Under buyback circumstances, companies could be expected to take negotiating stances meant to maximize their return, he said, because that is how oil and gas companies have operated in various resource negotiations in the past. Myers also said Unocal likely would be a player in such negotiations because Lapp had sublet six of those leases.

"You can expect them (Lapp and Unocal) to take a hard line in negotiating with us," he said.

That is not to suggest that Lapp Resources or Unocal would run right out and start drilling in order to better a position at the negotiating table. It isn't that easy. To do any drilling, companies have to engage in the "full regulatory permitting process," which takes time, Myers said.

However, he also noted there are "dozens of things they could do (preliminary development efforts) without touching the ground."

Meanwhile, time is running out on the three-year lease terms.

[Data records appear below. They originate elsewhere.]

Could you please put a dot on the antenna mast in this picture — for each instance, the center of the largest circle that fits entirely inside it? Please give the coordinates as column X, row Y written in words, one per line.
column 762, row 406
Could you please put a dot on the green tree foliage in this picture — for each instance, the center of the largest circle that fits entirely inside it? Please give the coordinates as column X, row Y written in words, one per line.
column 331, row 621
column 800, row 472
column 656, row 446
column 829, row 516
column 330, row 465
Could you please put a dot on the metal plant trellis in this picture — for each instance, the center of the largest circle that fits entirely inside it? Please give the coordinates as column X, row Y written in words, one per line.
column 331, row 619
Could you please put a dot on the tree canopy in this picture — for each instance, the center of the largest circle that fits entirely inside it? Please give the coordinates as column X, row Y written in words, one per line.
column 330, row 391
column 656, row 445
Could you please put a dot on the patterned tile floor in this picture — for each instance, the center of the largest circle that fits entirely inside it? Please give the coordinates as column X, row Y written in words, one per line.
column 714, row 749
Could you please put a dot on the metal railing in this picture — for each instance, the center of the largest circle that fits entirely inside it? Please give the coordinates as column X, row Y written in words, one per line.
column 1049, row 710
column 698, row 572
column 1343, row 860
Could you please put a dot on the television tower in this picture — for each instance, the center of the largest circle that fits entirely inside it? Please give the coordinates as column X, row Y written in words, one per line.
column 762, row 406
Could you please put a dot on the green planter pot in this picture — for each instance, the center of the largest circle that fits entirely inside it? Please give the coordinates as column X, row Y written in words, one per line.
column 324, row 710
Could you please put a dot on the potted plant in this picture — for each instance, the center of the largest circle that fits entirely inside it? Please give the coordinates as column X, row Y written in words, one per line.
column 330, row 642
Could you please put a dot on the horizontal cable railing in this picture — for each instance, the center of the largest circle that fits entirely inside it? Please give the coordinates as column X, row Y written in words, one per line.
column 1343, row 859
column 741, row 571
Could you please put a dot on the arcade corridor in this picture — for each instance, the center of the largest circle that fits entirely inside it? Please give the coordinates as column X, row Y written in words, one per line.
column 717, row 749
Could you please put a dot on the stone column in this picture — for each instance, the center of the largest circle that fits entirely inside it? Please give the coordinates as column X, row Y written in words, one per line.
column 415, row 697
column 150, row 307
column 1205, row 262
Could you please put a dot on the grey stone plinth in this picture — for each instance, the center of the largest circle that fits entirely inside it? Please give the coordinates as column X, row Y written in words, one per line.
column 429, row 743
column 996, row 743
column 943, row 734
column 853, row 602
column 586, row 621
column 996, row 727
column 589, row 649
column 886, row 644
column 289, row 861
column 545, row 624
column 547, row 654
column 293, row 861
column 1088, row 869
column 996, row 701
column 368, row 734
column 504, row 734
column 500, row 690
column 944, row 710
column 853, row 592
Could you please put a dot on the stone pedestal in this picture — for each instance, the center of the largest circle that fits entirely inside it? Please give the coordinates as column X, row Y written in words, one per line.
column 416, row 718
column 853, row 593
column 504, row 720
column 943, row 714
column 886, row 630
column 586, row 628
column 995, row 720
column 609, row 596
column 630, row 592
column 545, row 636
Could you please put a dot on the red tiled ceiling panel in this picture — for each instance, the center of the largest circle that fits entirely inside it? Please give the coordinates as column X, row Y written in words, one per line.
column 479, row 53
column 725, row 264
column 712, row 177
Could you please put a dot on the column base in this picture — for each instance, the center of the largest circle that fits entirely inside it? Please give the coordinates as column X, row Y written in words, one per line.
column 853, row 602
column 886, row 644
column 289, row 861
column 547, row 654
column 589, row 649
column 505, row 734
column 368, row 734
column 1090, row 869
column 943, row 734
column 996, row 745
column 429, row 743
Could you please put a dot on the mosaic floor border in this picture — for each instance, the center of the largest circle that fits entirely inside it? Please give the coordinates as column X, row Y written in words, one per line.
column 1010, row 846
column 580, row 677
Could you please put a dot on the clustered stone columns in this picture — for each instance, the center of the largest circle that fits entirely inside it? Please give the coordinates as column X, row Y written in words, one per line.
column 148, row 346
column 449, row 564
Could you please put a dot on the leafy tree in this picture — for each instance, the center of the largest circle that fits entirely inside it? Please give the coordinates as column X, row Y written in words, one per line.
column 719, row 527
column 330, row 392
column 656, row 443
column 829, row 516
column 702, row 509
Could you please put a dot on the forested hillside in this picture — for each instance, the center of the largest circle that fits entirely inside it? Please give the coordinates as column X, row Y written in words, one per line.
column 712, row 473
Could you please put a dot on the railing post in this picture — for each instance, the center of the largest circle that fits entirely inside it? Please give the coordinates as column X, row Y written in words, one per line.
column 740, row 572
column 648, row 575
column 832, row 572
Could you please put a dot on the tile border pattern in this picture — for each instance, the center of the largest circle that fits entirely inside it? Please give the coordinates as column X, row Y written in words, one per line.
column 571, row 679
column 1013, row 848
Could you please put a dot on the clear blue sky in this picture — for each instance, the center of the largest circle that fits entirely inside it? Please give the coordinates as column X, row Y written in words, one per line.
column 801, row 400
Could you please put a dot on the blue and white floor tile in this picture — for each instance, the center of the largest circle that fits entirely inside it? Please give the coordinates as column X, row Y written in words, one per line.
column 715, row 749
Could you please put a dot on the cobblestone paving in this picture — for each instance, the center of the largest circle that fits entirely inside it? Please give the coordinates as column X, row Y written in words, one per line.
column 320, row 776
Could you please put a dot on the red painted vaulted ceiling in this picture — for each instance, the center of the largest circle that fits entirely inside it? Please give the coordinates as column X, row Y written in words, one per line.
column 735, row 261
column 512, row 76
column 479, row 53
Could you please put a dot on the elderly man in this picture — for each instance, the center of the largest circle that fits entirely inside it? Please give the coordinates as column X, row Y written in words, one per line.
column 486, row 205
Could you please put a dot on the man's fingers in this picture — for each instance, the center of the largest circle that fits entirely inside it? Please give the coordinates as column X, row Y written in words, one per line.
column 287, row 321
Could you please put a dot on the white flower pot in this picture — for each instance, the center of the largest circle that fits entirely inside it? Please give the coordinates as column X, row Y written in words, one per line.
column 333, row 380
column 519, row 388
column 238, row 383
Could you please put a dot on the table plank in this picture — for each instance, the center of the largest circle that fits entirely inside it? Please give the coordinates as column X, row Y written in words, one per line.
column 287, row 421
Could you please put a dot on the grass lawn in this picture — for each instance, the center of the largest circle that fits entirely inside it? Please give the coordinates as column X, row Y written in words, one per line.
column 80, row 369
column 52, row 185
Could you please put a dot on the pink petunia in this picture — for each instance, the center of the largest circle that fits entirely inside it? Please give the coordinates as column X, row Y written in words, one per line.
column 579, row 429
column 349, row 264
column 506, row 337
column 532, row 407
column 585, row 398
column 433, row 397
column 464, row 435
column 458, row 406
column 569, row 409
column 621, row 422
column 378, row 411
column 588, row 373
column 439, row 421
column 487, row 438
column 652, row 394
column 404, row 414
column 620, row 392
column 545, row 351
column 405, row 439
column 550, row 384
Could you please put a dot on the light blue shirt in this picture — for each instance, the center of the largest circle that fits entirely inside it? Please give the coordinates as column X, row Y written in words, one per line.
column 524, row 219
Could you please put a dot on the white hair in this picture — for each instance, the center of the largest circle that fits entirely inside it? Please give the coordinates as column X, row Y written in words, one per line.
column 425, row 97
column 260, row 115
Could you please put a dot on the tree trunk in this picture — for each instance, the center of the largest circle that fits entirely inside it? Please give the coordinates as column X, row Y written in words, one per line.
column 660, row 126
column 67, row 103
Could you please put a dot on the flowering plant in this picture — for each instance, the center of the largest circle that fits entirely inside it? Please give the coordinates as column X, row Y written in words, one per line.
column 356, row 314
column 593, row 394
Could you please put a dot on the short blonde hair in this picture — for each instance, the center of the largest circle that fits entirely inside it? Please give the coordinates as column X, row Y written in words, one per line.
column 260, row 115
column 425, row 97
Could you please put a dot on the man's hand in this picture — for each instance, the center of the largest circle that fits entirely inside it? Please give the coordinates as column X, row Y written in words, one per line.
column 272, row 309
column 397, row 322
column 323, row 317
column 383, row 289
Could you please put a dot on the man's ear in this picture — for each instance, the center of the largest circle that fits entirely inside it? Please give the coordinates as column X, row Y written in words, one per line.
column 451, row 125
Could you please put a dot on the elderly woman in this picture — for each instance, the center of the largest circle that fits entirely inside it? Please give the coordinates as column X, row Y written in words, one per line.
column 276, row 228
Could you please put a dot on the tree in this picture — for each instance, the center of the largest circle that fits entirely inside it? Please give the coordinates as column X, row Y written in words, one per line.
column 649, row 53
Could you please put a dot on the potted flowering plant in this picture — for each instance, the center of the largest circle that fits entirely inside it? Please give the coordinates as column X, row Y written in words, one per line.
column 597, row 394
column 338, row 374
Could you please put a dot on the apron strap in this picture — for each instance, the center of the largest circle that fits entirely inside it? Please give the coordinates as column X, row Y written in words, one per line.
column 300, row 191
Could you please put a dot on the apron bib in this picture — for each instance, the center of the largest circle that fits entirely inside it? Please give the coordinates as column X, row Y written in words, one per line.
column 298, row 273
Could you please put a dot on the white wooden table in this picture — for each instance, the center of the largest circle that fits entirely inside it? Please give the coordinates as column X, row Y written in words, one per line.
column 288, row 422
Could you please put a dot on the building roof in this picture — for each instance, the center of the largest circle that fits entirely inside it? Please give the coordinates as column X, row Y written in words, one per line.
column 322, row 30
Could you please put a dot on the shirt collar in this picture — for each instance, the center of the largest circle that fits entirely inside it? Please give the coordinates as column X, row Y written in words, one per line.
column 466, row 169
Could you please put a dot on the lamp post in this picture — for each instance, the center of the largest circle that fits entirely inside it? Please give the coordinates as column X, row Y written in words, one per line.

A year is already gone, and Myers noted that Lapp "has never operated a well in this state."

Thursday, Stevens said he was glad his bill had had a hearing and he hoped Sen. Bert Stedman, R-Ketchikan, committee chair, would hold another, this time with public input.

Stedman chose not to take public testimony at Wednesday's hearing, a move criticized by some of those who showed up at the Homer Legislative Information Office prepared to add their two cents to the debate.

"I'm appalled and disappointed," that no public testimony was allowed, said Homer resident Mike O'Meara.

He said he didn't know Sted-man, whose decision it was not to take testimony from residents, and couldn't second-guess his motives.

"It's either a very nave move on his part or just an appalling example of the kind of arrogant disregard for public process that created this whole abominable situation," he said.

As for Senate Bill 250, O'Meara said he would wait and see what becomes of the bill, and for now, accept on good faith that the committee was made up of people trying to do a good job.

Stedman was unavailable for comment Thursday, but an office aide said that while future hearings are possible, none currently are scheduled.